Here are some general observations on the topic from both perspectives:

* Sometimes people ask for advice but really just want your attention. People like talking things through in their own mind. Though it might appear they want explicit advice (“So I’m thinking about taking this new job, but I’m torn about the benefits package”) what they actually want is someone to hear them out, and perhaps probe a bit, but not prescribe a solution.

* Emulation: Peripheral or central. There’s a tendency to gaze at someone successful and want to copy every aspect of their life — even silly things like what they wear or eat. Emulating what a successful person does 100% rarely makes sense; when it does make sense, it’s only in situations where you’re imitating a peripheral habit. That is, it may make sense to directly copy someone’s email-management tactics if she’s superbly competent in this area, but don’t carbon copy their basic leadership style which is highly individual. When you feel the urge to emulate someone, first consider whether it’s a peripheral or central habit / characteristic.

* We get too much general advice, not enough specific. Jack Welch didn’t run a small business, and yet many small business owners look to him for specific guidance (on hiring, for example) when they’d be better off, I think, consulting a peer. Following Welch might be an act of self-protection: it’s easy to make excuses if you can point to a famous person’s piece of advice.

* It’s easy to appear to be an expert. You can speak authoritatively without being an authority.
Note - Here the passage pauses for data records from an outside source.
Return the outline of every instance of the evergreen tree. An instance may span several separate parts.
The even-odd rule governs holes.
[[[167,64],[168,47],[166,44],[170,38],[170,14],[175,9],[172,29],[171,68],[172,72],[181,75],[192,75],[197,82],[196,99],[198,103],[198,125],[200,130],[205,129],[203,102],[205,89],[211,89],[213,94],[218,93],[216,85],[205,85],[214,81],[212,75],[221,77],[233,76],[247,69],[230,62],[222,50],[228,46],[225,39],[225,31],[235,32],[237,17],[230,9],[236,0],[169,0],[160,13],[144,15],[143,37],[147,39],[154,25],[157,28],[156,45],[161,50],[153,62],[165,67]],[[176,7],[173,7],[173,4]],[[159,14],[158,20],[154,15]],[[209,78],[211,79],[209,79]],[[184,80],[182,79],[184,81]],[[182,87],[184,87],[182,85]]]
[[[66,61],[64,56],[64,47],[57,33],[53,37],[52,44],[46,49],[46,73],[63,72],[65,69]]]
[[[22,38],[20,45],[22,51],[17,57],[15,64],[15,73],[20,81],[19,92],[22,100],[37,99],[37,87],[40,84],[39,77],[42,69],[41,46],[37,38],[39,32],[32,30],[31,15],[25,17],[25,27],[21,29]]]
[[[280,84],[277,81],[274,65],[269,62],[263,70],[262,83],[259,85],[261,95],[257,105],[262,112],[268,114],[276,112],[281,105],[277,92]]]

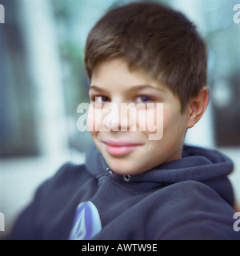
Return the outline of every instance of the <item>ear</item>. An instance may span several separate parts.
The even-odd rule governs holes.
[[[189,115],[187,128],[192,128],[202,118],[209,102],[209,91],[203,87],[197,97],[191,98],[189,102]]]

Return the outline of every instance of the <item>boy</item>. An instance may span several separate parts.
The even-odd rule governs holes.
[[[240,238],[231,161],[183,144],[209,98],[193,24],[156,3],[118,7],[90,31],[85,65],[96,147],[40,186],[10,238]]]

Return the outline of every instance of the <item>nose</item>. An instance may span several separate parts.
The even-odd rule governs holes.
[[[102,127],[105,131],[128,131],[133,119],[126,103],[108,103],[103,110]]]

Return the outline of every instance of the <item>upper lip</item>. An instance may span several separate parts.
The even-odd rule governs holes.
[[[103,143],[107,144],[109,146],[139,146],[141,143],[136,142],[124,142],[124,141],[102,141]]]

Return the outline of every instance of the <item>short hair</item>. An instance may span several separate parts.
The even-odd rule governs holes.
[[[195,26],[156,2],[114,8],[92,28],[84,58],[90,79],[97,65],[114,58],[164,82],[178,95],[182,113],[207,84],[206,46]]]

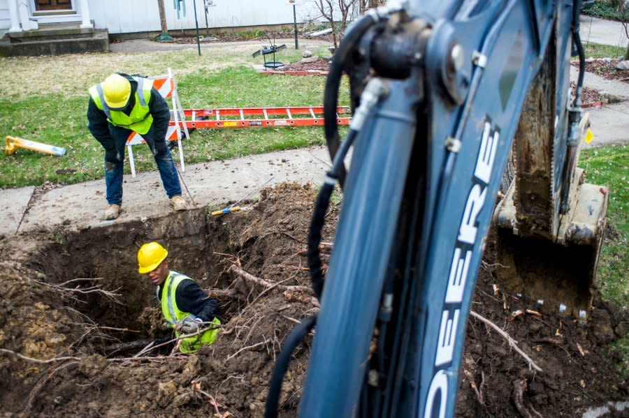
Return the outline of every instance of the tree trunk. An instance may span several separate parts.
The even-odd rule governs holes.
[[[168,33],[168,28],[166,24],[166,10],[164,8],[164,0],[157,0],[157,6],[159,8],[159,24],[161,25],[161,33]]]

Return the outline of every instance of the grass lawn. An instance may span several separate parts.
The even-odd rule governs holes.
[[[310,48],[326,57],[329,44]],[[609,52],[591,44],[588,57]],[[252,69],[252,44],[168,52],[91,54],[0,59],[0,132],[66,148],[64,157],[19,149],[0,153],[0,188],[41,186],[46,181],[71,184],[101,178],[103,151],[87,130],[87,89],[114,71],[146,75],[173,68],[185,108],[320,105],[325,77],[265,76]],[[284,62],[298,61],[301,51],[278,54]],[[349,104],[342,85],[340,105]],[[187,164],[323,144],[321,127],[201,129],[184,144]],[[136,168],[155,169],[148,147],[135,147]],[[175,161],[178,156],[175,156]],[[600,262],[600,297],[629,310],[629,148],[608,146],[584,150],[580,165],[588,182],[609,188],[608,233]],[[129,173],[129,165],[125,167]],[[629,338],[619,347],[629,353]],[[629,354],[626,356],[629,370]]]
[[[329,55],[329,44],[312,46],[313,54]],[[71,184],[103,176],[103,149],[87,128],[87,89],[115,71],[158,75],[171,68],[185,108],[323,104],[324,77],[262,75],[252,68],[262,62],[252,57],[259,47],[221,44],[203,48],[201,56],[188,49],[0,59],[0,133],[67,151],[63,157],[23,149],[12,156],[2,154],[0,188],[45,181]],[[302,52],[287,48],[277,59],[294,62]],[[347,84],[342,88],[340,104],[347,105]],[[321,127],[200,129],[183,148],[186,163],[191,164],[323,143]],[[133,156],[139,171],[154,170],[147,147],[134,147]],[[125,172],[130,172],[128,165]]]
[[[579,165],[588,183],[609,188],[607,228],[596,286],[599,297],[629,312],[629,145],[591,148],[581,152]],[[629,377],[629,334],[614,344],[622,357],[619,370]]]

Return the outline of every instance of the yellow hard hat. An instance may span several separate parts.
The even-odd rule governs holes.
[[[141,247],[138,251],[138,271],[140,274],[150,273],[157,268],[166,255],[168,251],[157,242],[149,242]]]
[[[122,109],[129,103],[131,82],[120,74],[112,74],[103,82],[105,103],[111,109]]]

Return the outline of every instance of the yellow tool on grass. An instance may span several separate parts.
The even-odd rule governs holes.
[[[57,156],[58,157],[63,156],[66,154],[66,149],[54,145],[48,145],[48,144],[42,144],[41,142],[36,142],[29,140],[24,140],[17,137],[6,137],[6,147],[4,149],[4,154],[8,156],[15,154],[18,148],[24,148],[30,149],[31,151],[36,151],[43,154],[50,154],[51,156]]]

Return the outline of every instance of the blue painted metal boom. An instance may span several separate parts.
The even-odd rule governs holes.
[[[501,174],[549,45],[558,63],[554,166],[566,164],[567,60],[579,7],[389,2],[347,34],[335,60],[352,61],[335,70],[339,78],[341,66],[349,73],[355,104],[368,75],[388,94],[350,127],[354,153],[299,417],[454,415]],[[342,181],[333,173],[326,181],[336,177]]]

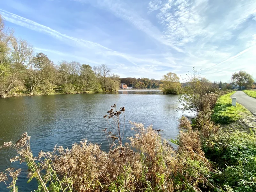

* Overvaluing and undervaluing advice. People tend to overvalue advice when the situation is difficult and undervalue advice when the situation is easy. I saw this a lot in college admissions process — kids would get a million opinions on an admittedly important and difficult situation, but in the end they received so many contradictory thoughts that they ended up confused. On the other hand, when faced with where to go for lunch, people would do better to ask around a bit for a recommendation.

* Does money corrupt the process?. If you hire and pay a “life coach” to give you feedback on tough decisions, how does the compensation affect the coach’s advice? How does the paid nature of professional therapy affect the therapy? Is the most honest advice free? Do we overvalue advice we pay for?

Those are some initial musings. Agree? Disagree? Additions? Subtractions?